WLCG Operations Coordination Minutes, Dec 7th 2017

Highlights

  • The CMS experiment plans to process data from the upcoming LHC run in 2018 using SL/CentOS 7. Analysis of existing data will continue to use SL 6. The WLCG Container working group is looking into Singularity for job OS flexibility and for job isolation. Singularity can be installed on either SL 6 or CentOS 7 worker nodes from the OSG or WLCG repository. CMS recommends CentOS 7 plus Singularity. Documentation with a link to OSG setup instructions can be found here. With Singularity glExec is also no longer needed/used by CMS. CMS plans to include the SAM Singularity probe in the critical profile in March. SAM site availability will then drop to zero if Singularity is not installed !
    • WLCG operations will broadcast further information to the sites.
    • Also see the update from the Container WG linked below.

  • More details regarding follow up on CNAF incident
    • To summarize the discussion regarding followup on CNAF incident we can say that the impact was less serious than it could have been thanks to the redundancy of the LHC computing models. No data loss for data which cannot be reproduced. None of the experiments stated that there was a disaster. Lack of CPU resources was easily compensated by other sites. Only CMS mentioned that they asked other T1 sites to increase their shares. None of the experiments mentioned that users had been heavily affected and complained. The most painful problem is to reproduce samples which were lost. If experiments could avoid having a single copy of reconstructed data, imposed by RRB constraints, the recovery would be much easier. It would be useful to estimate how expensive the recovery was regarding involved manpower. This can be estimated later, most probably in February.

Agenda

Attendance

  • local: Alberto (monitoring), Alessandro Di G (ATLAS), Andrea M (MW Officer + data management), Antonio (CNAF + LHCb), Christoph (CMS), Gavin (T0), Giuseppe B (CMS), Giuseppe Lo P (storage), Ivan (ATLAS), Julia (WLCG), Kate (DB + WLCG), Maarten (ALICE + WLCG), Marian (networks), Oliver (data management), Stefan (LHCb)

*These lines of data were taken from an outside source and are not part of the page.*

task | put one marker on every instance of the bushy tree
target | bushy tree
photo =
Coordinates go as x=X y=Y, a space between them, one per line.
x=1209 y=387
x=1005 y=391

  • remote: Alessandra (Manchester + ATLAS), Alessandro (?), Andrea S (WLCG), Catherine (LPSC + IN2P3), Daniele (CNAF), Dave D (FNAL), Di (TRIUMF), Eddie (monitoring), Edith (Marseille), Eric F (IN2P3-CC), Eric L (BNL), Felix (ASGC), Fred (GRIF-IRFU), Kyle (OSG), Luca (monitoring), Mayank (WLCG), Ron (NLT1), Stephan (CMS), Ulf (NDGF), Victor (GRIF-LPNHE), Vincenzo (EGI), Xin (BNL)

  • apologies:

Operations News

  • January meeting will be dedicated to site availability reports and SAM tests. We would like to assess usefulness of these reports (for sites, VOs, WLCG managements) and whether critical profiles do evaluate properly site availability and whether they are used for operations do detect problems with the sites. We will require input from the experiments and sites.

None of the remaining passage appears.